Tragédias industriais, uma questão política

Oswaldo Sevá

Engenheiro, doutor em geografia e professor da Universidade Federal da Paraíba

Bhopal, na índia, Cidade do México, Vila Socó em São Paulo, Enchova, no Rio de Janeiro. Cada vez mais freqüentes, cada vez mais graves, os acidentes industriais com vítimas demonstram, em cada ocasião, uma espécie de lei fundamental: — os materiais e as máquinas se desgastam e falham; o ser humano, que é um elo frágil da tecnologia pesada, se mutila, é eliminado em vida...

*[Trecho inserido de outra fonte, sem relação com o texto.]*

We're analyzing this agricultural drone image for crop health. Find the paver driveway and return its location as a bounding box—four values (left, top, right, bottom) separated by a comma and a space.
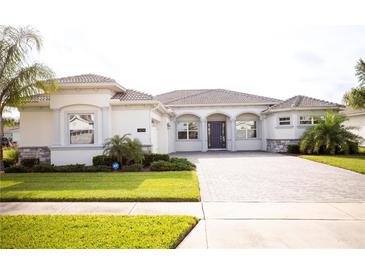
174, 152, 365, 202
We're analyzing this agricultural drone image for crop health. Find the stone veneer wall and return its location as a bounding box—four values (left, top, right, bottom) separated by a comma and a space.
267, 139, 299, 152
19, 147, 51, 164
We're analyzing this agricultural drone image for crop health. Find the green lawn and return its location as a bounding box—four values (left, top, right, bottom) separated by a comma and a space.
0, 171, 200, 201
0, 215, 197, 249
299, 155, 365, 174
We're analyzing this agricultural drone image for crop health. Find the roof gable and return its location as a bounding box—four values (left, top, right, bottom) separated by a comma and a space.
155, 89, 281, 105
57, 73, 116, 84
264, 95, 342, 112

Urna mudança de rota na história da violência se delineou nos últimos anos: aos ingredientes conhecidos das guerras e dos atentados políticos, das revoluções armadas e guerras civis, devemos agora adicionar as tragédias e catástrofes de origem industrial. Da mesma maneira que as demais violências, chegou a hora de considerarmos os riscos e os prejuízos industriais como uma questão de sobrevivência e, portanto, como uma questão política.

As razões que explicam a freqüência e a gravidade desses acidentes devem ser buscadas nos incidentes, nos impasses e nas rupturas existentes na organização da produção moderna. São verdadeiras panes sociais que propiciam estes acontecimentos e, uma vez desencadeados os incidentes técnicos, um grande dilema social e ético se instaura.

O pânico e a impunidade

Os acidentes não se repetem, embora muitos deles tenham se desenrolado em circunstâncias comparáveis; a maioria deles emite, com antecedência, sinais de alerta... A experiência singular vivida pelos trabalhadores e pelas populações afetadas começa muitas vezes pelo "ataque da surpresa". Se há explosões ou incêndios, a gravidade e as chances são evidentes: para quem está presente, trata-se de escapar do genocídio. Se ocorrerem emissões de nuvens tóxicas ou de materiais radioativos, elas são raramente identificadas e reconhecidas em tempo hábil, e, quando a contaminação e mesmo o assassinato chegam são traiçoeiros. Já nos casos de vazamento, nem mesmo a advertência transmitida às empresas é levada a sério, como aconteceu em Cubatão. Nos casos de manipulações errôneas das barragens fluviais, as populações ribeirinhas não são mobilizadas com a antecedência necessária.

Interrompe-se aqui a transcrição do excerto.